In grade school, my teachers used to put up riddles like this all the time. I am awful at them! This game, however, provides a progressive approach. You start with three animals, rather than starting with nine for example. I could solve this one!
Teach Kids Higher Order Thinking
Animal Transport encourages higher-order thinking. When kids have to think of who will eat what, they are better able to move the puzzle ahead. They practice forethought. If your child makes a mistake, then the result isn’t gory. There’s no wolf chasing the rabbit, no clouds of dust to cover it like in Looney Tunes, so kids won’t be scarred for life or anything. A small box appears with a wolf holding the bunny by the ears, so you don’t have to worry, nor explain. A bunny eating a carrot is not as scary as the big bad wolf, so no worries there.

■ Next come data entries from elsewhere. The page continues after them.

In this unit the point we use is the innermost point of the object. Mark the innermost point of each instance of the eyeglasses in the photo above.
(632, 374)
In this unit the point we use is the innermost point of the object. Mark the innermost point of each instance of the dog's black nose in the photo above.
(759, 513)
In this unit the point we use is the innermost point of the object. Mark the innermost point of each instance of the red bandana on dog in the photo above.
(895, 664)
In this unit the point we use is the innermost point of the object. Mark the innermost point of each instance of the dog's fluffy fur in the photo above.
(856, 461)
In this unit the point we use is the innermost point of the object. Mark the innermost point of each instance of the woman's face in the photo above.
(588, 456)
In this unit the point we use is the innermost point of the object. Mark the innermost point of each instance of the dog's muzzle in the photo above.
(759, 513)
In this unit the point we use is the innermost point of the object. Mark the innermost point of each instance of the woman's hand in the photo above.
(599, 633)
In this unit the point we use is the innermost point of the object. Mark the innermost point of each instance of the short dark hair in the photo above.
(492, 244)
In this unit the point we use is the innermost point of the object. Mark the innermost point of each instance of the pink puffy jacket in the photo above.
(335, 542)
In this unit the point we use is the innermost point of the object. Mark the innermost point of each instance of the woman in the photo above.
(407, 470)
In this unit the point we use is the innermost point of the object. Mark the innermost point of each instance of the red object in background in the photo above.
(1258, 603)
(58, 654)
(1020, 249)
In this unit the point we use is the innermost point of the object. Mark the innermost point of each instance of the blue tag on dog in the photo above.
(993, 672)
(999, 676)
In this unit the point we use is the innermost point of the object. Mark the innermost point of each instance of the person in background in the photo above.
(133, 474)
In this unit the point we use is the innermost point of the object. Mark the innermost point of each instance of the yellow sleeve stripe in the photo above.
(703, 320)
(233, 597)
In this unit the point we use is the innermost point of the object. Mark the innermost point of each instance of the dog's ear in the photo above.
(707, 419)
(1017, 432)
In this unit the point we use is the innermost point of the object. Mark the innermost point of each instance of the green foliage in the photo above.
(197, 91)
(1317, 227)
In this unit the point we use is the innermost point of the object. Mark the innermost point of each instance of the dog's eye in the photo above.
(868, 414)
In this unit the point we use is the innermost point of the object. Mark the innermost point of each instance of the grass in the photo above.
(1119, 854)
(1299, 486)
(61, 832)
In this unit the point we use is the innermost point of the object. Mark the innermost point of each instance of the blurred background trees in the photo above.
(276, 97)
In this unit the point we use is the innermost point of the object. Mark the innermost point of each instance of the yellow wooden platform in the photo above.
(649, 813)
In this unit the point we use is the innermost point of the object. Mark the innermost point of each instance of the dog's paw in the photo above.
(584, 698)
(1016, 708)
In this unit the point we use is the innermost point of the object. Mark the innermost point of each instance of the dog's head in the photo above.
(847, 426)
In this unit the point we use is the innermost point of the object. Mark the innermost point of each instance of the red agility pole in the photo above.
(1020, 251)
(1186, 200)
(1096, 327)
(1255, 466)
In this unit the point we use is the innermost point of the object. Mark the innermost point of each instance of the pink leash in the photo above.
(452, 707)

Some levels have more than two islands, so you have to think through that too. There aren’t more animals for a few levels though, so you get to figure out all the ins and outs of transporting the first three first.
Move from few animals to more animals slowly to learn rather than overwhelm
Solving the level
Animal Transport is an iPad and iPhone game that allows your child to use their problem solving skills and higher order thinking. They have to get the bunny to the island without it eating the carrot, but also keep the wolf from eating the bunny. There isn’t a gory story if you accidentally let the bunny get caught by the wolf, so your child won’t have nightmares. Overall, it’s a fun game to help kids figure out how to move pieces. It can be a precursor to chess or other strategy games, and my 11-year-old son enjoyed puzzling through the levels, and did so quite quickly, so you could start this activity with anyone ages five and up.